Я почти впала в кому, погрязнув в своих терзаниях, когда зазвенел дверной звонок. Кто это? Роланд что-то забыл? Нет, он никогда ничего не забывает. Юра? Нет, его никто не звал. Друзья решили меня навестить? Ха-ха, у меня нет друзей. Я натянула одеяло на голову и сжалась в клубок. Звонок повторился. «Этот человек не может знать, что я осталась одна», — сказала я себе. Если только он не следил за подъездом с самого утра… Да кому я могла понадобиться? Зачем? Украсть меня и потребовать выкуп? «Что значит «принести мешок с мелкими немечеными купюрами на
Все, больше не звонят. Я встала, кутаясь в одеяло, подкралась к двери и выглянула в дверной глазок, надеясь, что меня не встретит там дуло пистолета. Никого. Ушел. А вдруг он спрятался в подъезде и ждет, когда я выйду из квартиры, чтобы схватить меня? Мне нужен римантадин. И успокоительное. И еда (конечно, холодильник набит белковой пищей Роланда, но я лучше сожру собственную ногу, как в рассказе Стивена Кинга, чем притронусь к его несоленой курятине в соевом желе). Я не могу безвыходно просидеть в квартире полторы недели!
Та-а-ак, я должна взять себя в руки. Мой мозг чудит из-за повышенной температуры, что спровоцировало приступ паранойи, но в действительности мне нечего бояться. Очередной звонок заставил меня подпрыгнуть и с визгом убежать в комнату. Непоследовательность — извечная женская проблема. Никогда не знаешь, что сделаешь в следующий момент.
В комнате звонок слышался даже отчетливее. Непонятно. А, мой мобильный, сообразила я, отвиснув. Номер не определен. Страшно…
— Да? — выдавила я чуть живым от страха голосом, нажав кнопку «Принять».
— Привет.
Это был Эрик, и я рухнула на кровать, обессилев от облегчения.
— Привет!
— Просто решил узнать, как у тебя дела.
Мы не общались с самого Нового года, и что-то мне подсказывало, что позвонить для него было не так уж и «просто».

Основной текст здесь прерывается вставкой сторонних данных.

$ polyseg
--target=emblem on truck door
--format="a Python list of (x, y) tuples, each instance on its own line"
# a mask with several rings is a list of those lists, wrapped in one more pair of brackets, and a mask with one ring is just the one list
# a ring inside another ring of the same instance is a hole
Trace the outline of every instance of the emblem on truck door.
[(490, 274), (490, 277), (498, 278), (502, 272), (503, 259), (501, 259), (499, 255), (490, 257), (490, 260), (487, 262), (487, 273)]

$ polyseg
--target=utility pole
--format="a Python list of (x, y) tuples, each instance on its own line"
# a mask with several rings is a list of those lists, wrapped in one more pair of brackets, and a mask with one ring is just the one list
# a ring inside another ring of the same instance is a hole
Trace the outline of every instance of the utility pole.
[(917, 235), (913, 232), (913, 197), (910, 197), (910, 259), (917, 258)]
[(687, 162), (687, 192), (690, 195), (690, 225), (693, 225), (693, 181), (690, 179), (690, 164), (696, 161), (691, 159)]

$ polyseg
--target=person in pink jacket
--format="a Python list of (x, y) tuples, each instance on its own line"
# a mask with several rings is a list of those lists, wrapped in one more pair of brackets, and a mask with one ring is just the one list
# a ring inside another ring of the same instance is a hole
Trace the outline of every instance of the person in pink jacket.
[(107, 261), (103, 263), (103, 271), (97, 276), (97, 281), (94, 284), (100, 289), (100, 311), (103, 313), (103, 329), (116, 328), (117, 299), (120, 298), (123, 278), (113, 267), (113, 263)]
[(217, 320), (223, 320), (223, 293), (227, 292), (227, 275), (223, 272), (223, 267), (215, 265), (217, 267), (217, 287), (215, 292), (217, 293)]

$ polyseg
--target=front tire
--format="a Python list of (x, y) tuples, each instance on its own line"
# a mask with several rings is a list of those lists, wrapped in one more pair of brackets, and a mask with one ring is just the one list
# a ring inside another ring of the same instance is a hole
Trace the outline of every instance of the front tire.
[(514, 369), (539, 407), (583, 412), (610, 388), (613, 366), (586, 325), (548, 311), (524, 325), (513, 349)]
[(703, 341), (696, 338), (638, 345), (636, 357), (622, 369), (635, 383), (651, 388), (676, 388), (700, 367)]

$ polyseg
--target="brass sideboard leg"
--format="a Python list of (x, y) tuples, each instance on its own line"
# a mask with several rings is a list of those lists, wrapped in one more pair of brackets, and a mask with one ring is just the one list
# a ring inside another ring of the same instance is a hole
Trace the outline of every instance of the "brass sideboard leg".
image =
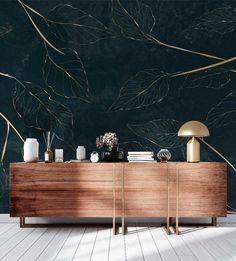
[(116, 174), (115, 164), (113, 164), (113, 206), (112, 206), (112, 230), (116, 234)]
[(212, 217), (212, 218), (211, 218), (211, 224), (212, 224), (212, 226), (214, 226), (214, 227), (217, 226), (217, 218), (216, 218), (216, 217)]
[(170, 234), (170, 182), (169, 182), (169, 165), (166, 163), (166, 181), (167, 181), (167, 217), (166, 217), (166, 226), (164, 227), (167, 235)]
[(170, 218), (169, 217), (166, 218), (166, 226), (164, 226), (164, 229), (166, 231), (166, 234), (169, 235), (170, 234)]
[(20, 227), (21, 228), (25, 227), (25, 218), (24, 217), (20, 217)]
[(180, 234), (180, 231), (179, 231), (179, 217), (176, 218), (175, 234), (176, 235)]
[(175, 222), (175, 233), (179, 235), (179, 166), (176, 168), (176, 222)]
[(127, 235), (128, 234), (128, 227), (127, 226), (125, 226), (125, 235)]
[(125, 235), (125, 177), (124, 177), (124, 164), (122, 164), (122, 235)]

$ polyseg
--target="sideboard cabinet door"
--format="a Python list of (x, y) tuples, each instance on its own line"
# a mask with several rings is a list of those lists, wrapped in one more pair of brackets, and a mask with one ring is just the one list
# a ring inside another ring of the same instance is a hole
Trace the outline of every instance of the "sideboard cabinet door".
[(125, 217), (167, 215), (168, 164), (125, 164), (124, 176)]
[(171, 216), (176, 216), (177, 199), (179, 217), (227, 215), (225, 163), (177, 163), (171, 174)]
[(11, 164), (10, 215), (112, 217), (113, 173), (118, 167), (104, 163)]

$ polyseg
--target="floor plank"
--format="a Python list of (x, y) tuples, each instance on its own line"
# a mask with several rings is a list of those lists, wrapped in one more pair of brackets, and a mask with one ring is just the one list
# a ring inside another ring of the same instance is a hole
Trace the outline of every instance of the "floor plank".
[(56, 261), (72, 260), (83, 237), (85, 228), (73, 228), (68, 239), (56, 256)]
[(33, 228), (21, 229), (20, 232), (15, 233), (14, 236), (5, 241), (0, 246), (0, 259), (10, 253), (10, 251), (13, 251), (14, 248), (17, 247), (17, 245), (20, 244), (23, 240), (25, 240), (33, 231)]
[(11, 224), (0, 224), (0, 235), (11, 229), (12, 227), (16, 226), (16, 224), (11, 223)]
[(128, 228), (125, 235), (125, 250), (127, 260), (144, 261), (143, 251), (140, 246), (136, 227)]
[[(233, 258), (222, 247), (222, 239), (219, 238), (216, 232), (217, 228), (205, 228), (200, 229), (194, 233), (194, 237), (198, 238), (201, 244), (207, 249), (207, 251), (218, 261), (227, 260), (233, 261)], [(216, 238), (220, 239), (215, 240)]]
[(23, 239), (13, 250), (9, 251), (1, 260), (17, 261), (24, 255), (27, 250), (46, 232), (46, 228), (36, 228), (33, 233), (30, 233)]
[(10, 240), (12, 237), (16, 236), (22, 229), (19, 225), (14, 224), (10, 226), (9, 229), (6, 229), (4, 232), (0, 234), (0, 246), (3, 245), (6, 241)]
[(61, 250), (64, 242), (67, 240), (71, 233), (71, 228), (62, 228), (56, 234), (56, 236), (50, 241), (47, 247), (43, 250), (40, 256), (37, 258), (39, 261), (54, 260), (58, 252)]
[(111, 235), (109, 261), (126, 260), (125, 237), (121, 234)]
[(175, 253), (178, 255), (181, 261), (198, 260), (194, 255), (194, 253), (191, 251), (191, 249), (188, 247), (188, 245), (185, 244), (185, 242), (179, 235), (176, 234), (167, 235), (166, 233), (164, 233), (164, 235), (166, 239), (170, 242), (172, 248), (174, 249)]
[(21, 256), (21, 261), (37, 260), (52, 239), (59, 232), (59, 228), (48, 228), (47, 231)]
[(236, 261), (236, 227), (20, 228), (0, 224), (0, 260), (5, 261)]
[(108, 260), (111, 233), (112, 230), (110, 228), (100, 228), (98, 230), (98, 235), (93, 249), (91, 261)]
[(179, 261), (180, 258), (172, 248), (170, 242), (166, 239), (163, 228), (149, 228), (153, 240), (160, 252), (163, 261)]
[(232, 238), (236, 237), (236, 228), (217, 228), (216, 233), (214, 241), (236, 261), (236, 245), (232, 244)]
[(197, 229), (191, 229), (188, 231), (188, 228), (183, 229), (181, 231), (180, 237), (184, 240), (184, 242), (188, 245), (188, 247), (191, 249), (193, 254), (197, 256), (199, 260), (203, 261), (213, 261), (216, 260), (214, 256), (209, 253), (209, 251), (205, 248), (204, 245), (201, 244), (199, 238), (194, 237), (194, 233), (197, 233), (197, 231), (202, 228)]
[(137, 227), (136, 233), (139, 238), (140, 245), (145, 261), (161, 261), (161, 255), (153, 241), (152, 235), (148, 227)]
[(80, 244), (76, 250), (73, 260), (88, 261), (91, 260), (93, 249), (98, 234), (97, 228), (86, 228)]

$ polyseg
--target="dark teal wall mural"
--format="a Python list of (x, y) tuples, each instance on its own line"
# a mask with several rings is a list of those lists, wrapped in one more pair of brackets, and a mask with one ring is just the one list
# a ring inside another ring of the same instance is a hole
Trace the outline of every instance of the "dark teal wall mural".
[[(125, 150), (169, 148), (186, 160), (183, 122), (236, 164), (236, 3), (169, 0), (2, 0), (0, 112), (20, 135), (56, 133), (65, 159), (116, 132)], [(8, 126), (10, 131), (8, 132)], [(9, 210), (9, 162), (23, 142), (0, 117), (0, 212)], [(204, 145), (202, 161), (221, 161)], [(228, 169), (229, 210), (236, 173)]]

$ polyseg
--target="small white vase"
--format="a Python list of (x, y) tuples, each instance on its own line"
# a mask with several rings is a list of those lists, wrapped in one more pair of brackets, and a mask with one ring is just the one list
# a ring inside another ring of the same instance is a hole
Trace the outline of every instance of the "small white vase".
[(24, 142), (24, 161), (37, 162), (39, 160), (39, 143), (37, 139), (27, 138)]
[(86, 159), (86, 150), (84, 146), (78, 146), (76, 150), (76, 159), (85, 160)]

— Чудесно. У меня грипп или вроде того, и я паршиво себя чувствую. Ну а так все замечательно. Кстати, Роланд уехал, что тоже вполне себе хорошо, и незнакомец названивал мне в дверь, напугав до полусмерти, но и в этом не было бы проблемы, не будь я столь впечатлительной натурой.
— То есть все отвратно?
— Я этого не говорила, — уверенно возразила я.
— Почему этот тип оставил тебя одну в таком состоянии? — взорвался Эрик.
— У него работа. И он занят. И ему надо было ехать в Минск или еще куда-то. И, в общем, он не виноват, потому что он занят. В смысле у него дела, потому что ему надо работать.
— Я в ужасе от того, как буксует твой мозг. Диктуй адрес, я еду.
— Но…
— Давай пропустим ту часть, где ты меня отговариваешь.
Через тридцать минут он был у меня. Я так ослабла, что едва смогла подползти к двери, но мое сердце пело. Он был прекрасен, как первый весенний луч. Как выросший на помойке цветок мать-и-мачехи, контрастирующий с окружающим его безобразием. Так, как только может быть прекрасен парень, увлекающийся разработкой компьютерных игр.
— Уютно, как в Антарктиде, — изрек он, с сомнением оглядывая белые стены.
— Зато просторно, не то что в моей халупе, — возразила я.
— Выглядишь ты прескверно.
— Как и всегда, собственно.
— Не напрашивайся на комплименты. Дело серьезное. Тебе нужен уход.
— Чей уход? Ты уходишь?
— Вот я как раз об этом.
— Я смогу о себе позаботиться.
— Ты же не отказалась от своей квартиры. Ничего не мешает вернуться. И я буду поблизости.
«В этом суть, Эрик, — подумала я, — в этом суть».